The test substance, in the vehicle (corn oil) was administered orally by gavage to 3 groups of 5 male and 5 female Crl:CD(SD) rats once daily for 14 consecutive days (study days 0 through 13). Dosage levels were 100, 500, and 1000 mg/kg/day administered at a dosage volume of 10 mL/kg. A concurrent control group composed of 5 rats/sex received the vehicle on a comparable regimen. The animals were approximately 8.5 to 9 weeks of age at the initiation of dose administration. All animals were observed twice daily for mortality and moribundity. Clinical observations, body weights, and food consumption were recorded at appropriate intervals. Blood samples for clinical pathology evaluations were collected from all surviving animals prior to necropsy. A gross necropsy was conducted on all surviving rats at the scheduled euthanasia on study day 14; selected organs were weighed.

One male in the 500 mg/kg/day group was euthanized on study day 10 following clinical signs of gasping at the daily examinations. At necropsy, a piece of bedding material was found in the esophagus of this animal; therefore, the death of this animal was considered accidental and unrelated to the test substance. One male in the control group was found dead on study day 14. No remarkable clinical or macroscopic findings or noteworthy changes in body weight were noted prior to death. All other animals survived to the scheduled necropsy.

Increased incidences of yellow material around the urogenital area and ventral trunk and clear material around the mouth were noted for males and/or females in the 1000 mg/kg/day group at the daily examinations or approximately 2 hours following dose administration. No remarkable clinical findings were noted for males and females in the 100 and 500 mg/kg/day groups during the study.

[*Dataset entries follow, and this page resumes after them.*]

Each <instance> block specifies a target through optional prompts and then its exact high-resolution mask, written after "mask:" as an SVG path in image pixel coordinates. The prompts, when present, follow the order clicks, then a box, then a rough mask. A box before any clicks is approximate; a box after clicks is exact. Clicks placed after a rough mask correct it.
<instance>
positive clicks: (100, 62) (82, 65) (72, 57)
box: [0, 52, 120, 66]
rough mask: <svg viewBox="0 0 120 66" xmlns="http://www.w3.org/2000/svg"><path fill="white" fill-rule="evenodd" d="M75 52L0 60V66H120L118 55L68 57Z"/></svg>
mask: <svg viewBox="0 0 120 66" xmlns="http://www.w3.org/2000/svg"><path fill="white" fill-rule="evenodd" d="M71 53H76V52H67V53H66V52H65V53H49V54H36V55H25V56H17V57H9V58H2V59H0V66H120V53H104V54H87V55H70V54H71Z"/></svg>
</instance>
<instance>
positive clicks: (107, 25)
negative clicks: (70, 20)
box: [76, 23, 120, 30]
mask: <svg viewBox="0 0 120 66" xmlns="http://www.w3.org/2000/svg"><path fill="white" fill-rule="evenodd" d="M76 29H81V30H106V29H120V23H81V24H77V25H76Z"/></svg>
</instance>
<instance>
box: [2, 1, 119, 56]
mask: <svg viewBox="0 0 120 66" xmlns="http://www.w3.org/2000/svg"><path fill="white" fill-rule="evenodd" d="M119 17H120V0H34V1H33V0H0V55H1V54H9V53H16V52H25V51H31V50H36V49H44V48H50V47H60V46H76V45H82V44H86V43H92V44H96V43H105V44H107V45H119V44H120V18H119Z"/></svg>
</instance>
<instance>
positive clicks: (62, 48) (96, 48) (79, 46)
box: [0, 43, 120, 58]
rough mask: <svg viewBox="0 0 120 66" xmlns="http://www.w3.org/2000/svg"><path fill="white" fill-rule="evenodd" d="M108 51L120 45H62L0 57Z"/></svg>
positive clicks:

A slightly lower mean body weight gain was noted for males in the 1000 mg/kg/day group when the overall treatment period (study days 0-13) was evaluated compared to the control group. The decrement in mean body weight gain at 1000 mg/kg/day was not of sufficient magnitude to affect mean body weights. Mean body weights and body weight gains in the 100 and 500 mg/kg/day group males and 100, 500, and 1000 mg/kg/day group females were similar to the control group throughout the study. In addition, mean food consumption was similar to the control group at all dosage levels throughout the treatment period.

There were no test substance-related effects on clinical pathology parameters or organ weights, and no noteworthy macroscopic findings for males or females at any dosage level.

Dosage levels of 100, 500, or 1000 mg/kg/day were well tolerated in male and female rats as there were no adverse effects on survival, body weights, food consumption, clinical pathology parameters, or organ weights. In addition, there were no noteworthy clinical or macroscopic findings at any dosage level.